Voice of the Persecuted has said that in March Saudi Arabia’s top Muslim cleric called for the destruction of all churches in the Arabian peninsula, after legislators next door in Kuwait moved to pass laws banning the construction of religious sites associated with Christianity. Arabic media have reported that, when speaking to a delegation in Kuwait, the grand mufti of Saudi Arabia, Sheikh Abdul Aziz bin Abdullah—my pronunciation of that was not bad going for an Ulster Scot—said the destruction of churches was absolutely necessary and is required by Islamic law. Where is the freedom and religious liberty for those practising Christianity?
Abdullah is considered to be the highest official of religious law in the Sunni Muslim kingdom. He also serves as the head of the supreme council of ulema, which is the council of Islamic scholars, and of the standing committee for scientific research and issuing of fatwas. According to Arabian Business, a news site, Osama al-Munawar, a Kuwaiti Member of Parliament, has announced a plan to submit a draft law calling for the removal of all churches in the country. Al-Munawar has since clarified that that law would apply only to new churches, and that old ones would be allowed to stay standing. If the churches are allowed to stay standing, give people the religious liberty to practise their religious beliefs.

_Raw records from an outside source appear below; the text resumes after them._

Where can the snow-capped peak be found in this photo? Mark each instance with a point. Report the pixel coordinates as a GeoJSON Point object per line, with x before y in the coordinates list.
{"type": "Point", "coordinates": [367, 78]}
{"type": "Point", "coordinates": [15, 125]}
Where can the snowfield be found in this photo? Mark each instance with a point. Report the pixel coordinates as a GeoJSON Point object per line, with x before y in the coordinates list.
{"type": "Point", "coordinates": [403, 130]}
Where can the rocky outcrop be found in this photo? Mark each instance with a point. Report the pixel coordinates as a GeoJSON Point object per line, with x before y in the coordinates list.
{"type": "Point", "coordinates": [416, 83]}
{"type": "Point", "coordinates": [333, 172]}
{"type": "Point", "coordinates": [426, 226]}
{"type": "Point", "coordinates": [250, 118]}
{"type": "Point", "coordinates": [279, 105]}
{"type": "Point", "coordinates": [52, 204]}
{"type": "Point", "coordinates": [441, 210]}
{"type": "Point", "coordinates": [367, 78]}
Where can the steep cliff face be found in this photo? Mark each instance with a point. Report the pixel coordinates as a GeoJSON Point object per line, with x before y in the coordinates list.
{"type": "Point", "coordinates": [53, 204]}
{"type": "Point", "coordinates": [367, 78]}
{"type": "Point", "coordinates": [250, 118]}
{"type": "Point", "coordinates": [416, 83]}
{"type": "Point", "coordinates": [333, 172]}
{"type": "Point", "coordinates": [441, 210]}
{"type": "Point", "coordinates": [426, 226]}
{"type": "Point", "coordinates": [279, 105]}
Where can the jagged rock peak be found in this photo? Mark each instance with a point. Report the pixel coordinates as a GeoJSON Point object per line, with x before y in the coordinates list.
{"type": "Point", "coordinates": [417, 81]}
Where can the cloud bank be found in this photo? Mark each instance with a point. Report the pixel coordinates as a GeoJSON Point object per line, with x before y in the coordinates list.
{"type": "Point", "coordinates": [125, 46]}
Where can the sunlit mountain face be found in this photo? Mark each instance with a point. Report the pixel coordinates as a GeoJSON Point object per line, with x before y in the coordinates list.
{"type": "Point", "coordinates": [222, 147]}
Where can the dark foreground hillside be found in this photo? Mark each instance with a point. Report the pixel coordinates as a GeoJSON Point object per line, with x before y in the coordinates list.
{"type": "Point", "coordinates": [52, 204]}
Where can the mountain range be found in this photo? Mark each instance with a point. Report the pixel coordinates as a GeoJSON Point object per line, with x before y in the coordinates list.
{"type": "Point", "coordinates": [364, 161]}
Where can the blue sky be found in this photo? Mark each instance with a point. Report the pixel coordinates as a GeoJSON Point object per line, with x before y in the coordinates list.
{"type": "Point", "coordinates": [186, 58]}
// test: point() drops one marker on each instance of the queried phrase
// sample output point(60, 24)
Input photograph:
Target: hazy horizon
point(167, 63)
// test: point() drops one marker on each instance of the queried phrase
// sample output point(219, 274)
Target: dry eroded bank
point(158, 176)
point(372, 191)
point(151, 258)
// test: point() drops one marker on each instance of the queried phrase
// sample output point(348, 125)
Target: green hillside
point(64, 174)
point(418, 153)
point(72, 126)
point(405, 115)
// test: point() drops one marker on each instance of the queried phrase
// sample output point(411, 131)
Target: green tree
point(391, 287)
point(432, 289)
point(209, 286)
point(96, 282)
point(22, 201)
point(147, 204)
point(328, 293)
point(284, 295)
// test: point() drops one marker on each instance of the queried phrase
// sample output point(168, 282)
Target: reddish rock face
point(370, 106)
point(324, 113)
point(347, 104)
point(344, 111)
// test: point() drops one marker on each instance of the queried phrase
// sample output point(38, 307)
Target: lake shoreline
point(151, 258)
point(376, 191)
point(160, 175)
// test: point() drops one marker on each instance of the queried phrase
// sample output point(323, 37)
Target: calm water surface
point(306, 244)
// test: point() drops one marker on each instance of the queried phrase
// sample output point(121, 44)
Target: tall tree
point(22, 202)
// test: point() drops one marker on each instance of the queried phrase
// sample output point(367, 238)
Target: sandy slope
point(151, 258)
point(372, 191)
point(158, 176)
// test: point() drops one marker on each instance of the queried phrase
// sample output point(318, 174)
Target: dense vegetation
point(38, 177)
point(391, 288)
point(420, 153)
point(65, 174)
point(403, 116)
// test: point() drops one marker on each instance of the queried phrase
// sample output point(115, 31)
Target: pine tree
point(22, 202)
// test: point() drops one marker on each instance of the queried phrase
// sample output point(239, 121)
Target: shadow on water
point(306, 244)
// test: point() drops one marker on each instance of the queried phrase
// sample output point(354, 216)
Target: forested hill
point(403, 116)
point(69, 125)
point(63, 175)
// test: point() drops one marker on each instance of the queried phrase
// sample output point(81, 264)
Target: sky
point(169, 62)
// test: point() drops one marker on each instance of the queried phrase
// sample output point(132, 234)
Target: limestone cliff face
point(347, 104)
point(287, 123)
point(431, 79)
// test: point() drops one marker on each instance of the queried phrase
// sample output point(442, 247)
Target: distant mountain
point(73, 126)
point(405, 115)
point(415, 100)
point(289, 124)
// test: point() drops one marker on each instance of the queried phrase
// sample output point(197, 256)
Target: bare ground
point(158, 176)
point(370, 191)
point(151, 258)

These issues are very worrying when we consider how little it takes to break such strict laws. It seems clear that we must exert what influence we have with Saudi Arabia to ensure that those who want to practise Christianity can do so without fear. In his opening remarks, the hon. Member for Glasgow South referred to contracts we have with Saudi Arabia; I will come to that in a few minutes, but it is important to note that given our business and economic contacts with Saudi Arabia we should have discussions and make efforts on behalf of Christian minorities.